На поплавке сидела синяя стрекоза.
Поймали стрекозу, насадили на крючок,
подождали часик – клюнул бычок.
Наживили бычка,
клюнула скумбрия,
наживили скумбрию, клюнула камбала:
плоская, с шипами была,
оба глаза на одной стороне,
не помню на брюхе, или на спине.
Поневоле сплющишься, если на глубине
лежишь, распластавшись на дне.
Наживили камбалу, поймали морского гада.
Казалось бы, чего еще дедушкам надо?
Тут-то задержали их пограничники,
оба – комсомольцы, оба отличники
боевой и, главное, политической подготовки,
у обоих – смазанные винтовки,
у обоих – на поводке овчарки.
Винтовки заряжены, овчарки – не подарки.
Смотрели отдыхающие на пляже,
как стариков уводили с шестнадцатой станции, она же
«Золотой берег», она же
конечная восемнадцатого трамвая.
Там наполняют стаканы квасом, не доливая.
Заправляют сифоны, продают пирожки с мясом.
Вот и все, что нужно народным массам.
* * *
На рассвете голые бабы опахивают село,
три молодухи впряглись, старуха на плуг налегла.
Хороша борозда в черноземе, жирна, глубока зело,
нужно, пока не встанет солнце, обойти вкруг села.

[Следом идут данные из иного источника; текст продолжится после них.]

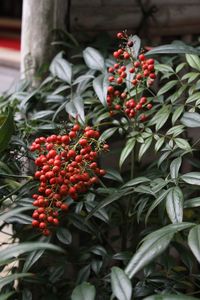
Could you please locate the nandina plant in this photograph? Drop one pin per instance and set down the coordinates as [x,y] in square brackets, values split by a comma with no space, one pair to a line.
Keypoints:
[125,216]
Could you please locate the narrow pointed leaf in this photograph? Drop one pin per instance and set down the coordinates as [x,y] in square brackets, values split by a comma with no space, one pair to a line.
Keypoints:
[121,284]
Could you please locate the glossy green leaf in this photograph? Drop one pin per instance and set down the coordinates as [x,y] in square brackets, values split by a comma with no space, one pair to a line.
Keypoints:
[156,202]
[167,87]
[93,59]
[144,147]
[108,133]
[121,284]
[84,291]
[193,202]
[191,119]
[182,143]
[191,178]
[10,278]
[175,167]
[136,181]
[126,151]
[177,113]
[174,205]
[193,61]
[16,250]
[6,130]
[64,235]
[153,245]
[100,86]
[61,68]
[194,241]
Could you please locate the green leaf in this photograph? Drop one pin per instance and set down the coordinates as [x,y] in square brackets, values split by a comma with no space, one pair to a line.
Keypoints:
[193,61]
[61,68]
[191,178]
[191,119]
[126,151]
[175,167]
[114,175]
[193,202]
[174,205]
[108,133]
[16,250]
[121,285]
[159,143]
[156,202]
[14,212]
[153,245]
[170,297]
[93,59]
[100,86]
[136,44]
[161,117]
[163,68]
[172,49]
[10,278]
[167,87]
[182,143]
[136,181]
[194,241]
[180,67]
[177,113]
[6,130]
[64,235]
[84,291]
[144,147]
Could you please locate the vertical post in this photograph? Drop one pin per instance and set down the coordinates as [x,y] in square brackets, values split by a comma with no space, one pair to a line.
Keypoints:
[39,18]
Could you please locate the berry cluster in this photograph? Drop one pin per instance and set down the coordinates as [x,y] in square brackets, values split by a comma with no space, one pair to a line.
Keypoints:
[143,74]
[66,166]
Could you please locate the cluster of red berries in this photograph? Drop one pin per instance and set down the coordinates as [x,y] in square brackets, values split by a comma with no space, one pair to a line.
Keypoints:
[142,71]
[66,166]
[122,102]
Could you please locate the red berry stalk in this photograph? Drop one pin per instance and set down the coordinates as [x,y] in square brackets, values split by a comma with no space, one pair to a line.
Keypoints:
[66,166]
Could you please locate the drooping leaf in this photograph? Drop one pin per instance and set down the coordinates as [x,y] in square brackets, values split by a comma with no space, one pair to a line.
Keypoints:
[10,278]
[6,130]
[84,291]
[93,59]
[174,205]
[16,250]
[61,68]
[64,235]
[175,167]
[193,61]
[153,245]
[194,241]
[191,178]
[121,284]
[167,87]
[191,119]
[182,143]
[193,202]
[126,150]
[100,86]
[144,147]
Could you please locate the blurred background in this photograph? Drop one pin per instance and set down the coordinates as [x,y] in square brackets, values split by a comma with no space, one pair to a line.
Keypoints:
[156,21]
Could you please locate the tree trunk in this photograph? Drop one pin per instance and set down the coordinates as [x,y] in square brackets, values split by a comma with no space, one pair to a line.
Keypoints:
[39,18]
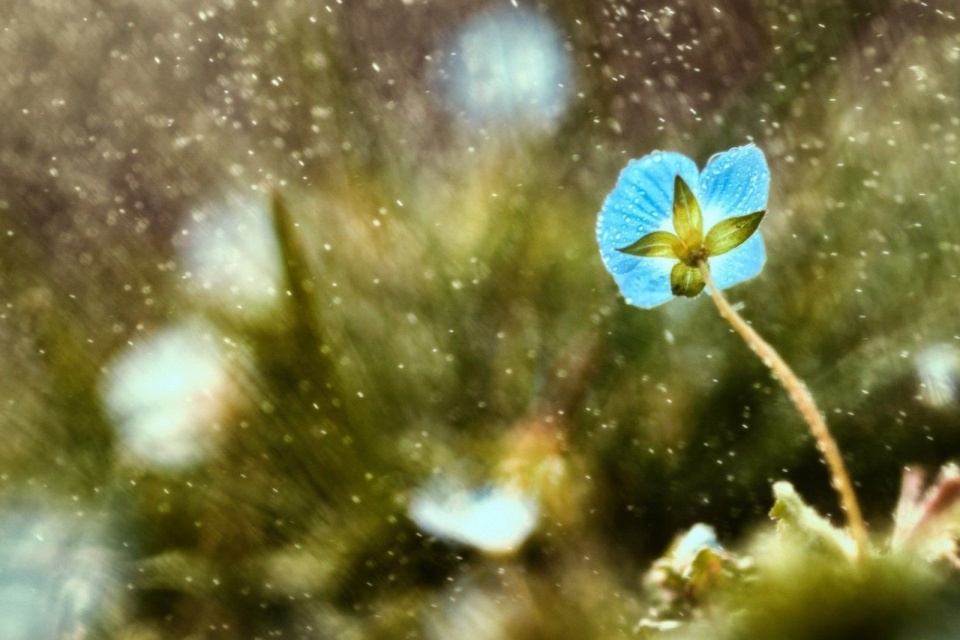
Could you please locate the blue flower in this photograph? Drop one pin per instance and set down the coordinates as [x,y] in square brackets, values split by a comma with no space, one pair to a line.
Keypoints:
[660,208]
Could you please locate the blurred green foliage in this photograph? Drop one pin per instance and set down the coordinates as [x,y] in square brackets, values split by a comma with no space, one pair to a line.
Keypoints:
[444,311]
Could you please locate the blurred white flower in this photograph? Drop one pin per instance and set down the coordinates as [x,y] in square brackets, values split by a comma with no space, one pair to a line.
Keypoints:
[493,519]
[55,580]
[167,393]
[937,368]
[232,256]
[699,536]
[472,613]
[509,64]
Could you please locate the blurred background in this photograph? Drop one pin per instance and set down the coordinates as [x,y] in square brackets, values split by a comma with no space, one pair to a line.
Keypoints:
[305,331]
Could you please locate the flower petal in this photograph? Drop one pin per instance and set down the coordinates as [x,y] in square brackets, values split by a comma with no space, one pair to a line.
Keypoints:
[734,183]
[739,264]
[641,202]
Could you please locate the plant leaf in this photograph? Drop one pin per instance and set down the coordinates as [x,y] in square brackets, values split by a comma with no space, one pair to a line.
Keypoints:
[686,280]
[800,526]
[657,244]
[731,233]
[687,218]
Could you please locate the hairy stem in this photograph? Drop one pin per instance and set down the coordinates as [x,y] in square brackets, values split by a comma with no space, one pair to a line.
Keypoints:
[801,397]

У каждой медный крестик болтается на груди,
следом девки идут, поют, да не держат строй:
«Ты, коровья смерть, ты к нам в село не ходи,
не ходи к нам в село, сиди за дальней горой.
Ой, за дальней горой, за глубокой рекой,
за темным лесом, за дальним монастырем,
откуда тебе не дотянуться поганой своей рукой,
мы идем вкруг села, а тебя с собой не берем.
Ты, коровья смерть, сиди, да свой грызи локоток,
на наше молочное стадо во все глаза, паскуда, гляди.
Мы опахиваем село, мы крестимся на Восток,
не ходи к нам, коровья смерть, ох, не ходи!»
А мужики той порой посреди села – до одного.
Чтоб никто не пошел на диво дивное поглядеть.
Потому, что если посмотрит кто, то через него
все дело погибнет, и стаду не уцелеть.
Старейшина счет мужикам ведет по головам,
каждый следит за соседом, чтоб ни ногой.
Ибо от предков святых заповедано вам,
чтоб ни бабы своей, ни дочери вам не видеть нагой.
Чья идет с крестом, предваряя плуг?
Чья надрывает голос, чтоб перепеть подруг?
Чья размахивает кадилом, не хуже, чем дьякон Трофим,
чья размахивает руками, что крыльями серафим?
Ох помилуй нас, святый Лавр, огради нас, заступник Флор,
сохраните скотинку нашу, мы вам свечку зажжем!
А коровий мор ухмыляется из-за гор,
любуется наготой деревенских румяных жен,
оценивает девиц, отворачивается от старух,
ничего, думает, побываю у вас в гостях!
А пения мор не слышит – он от рождения глух.
А ноги длинны, – борозду перепрыгнуть – пустяк.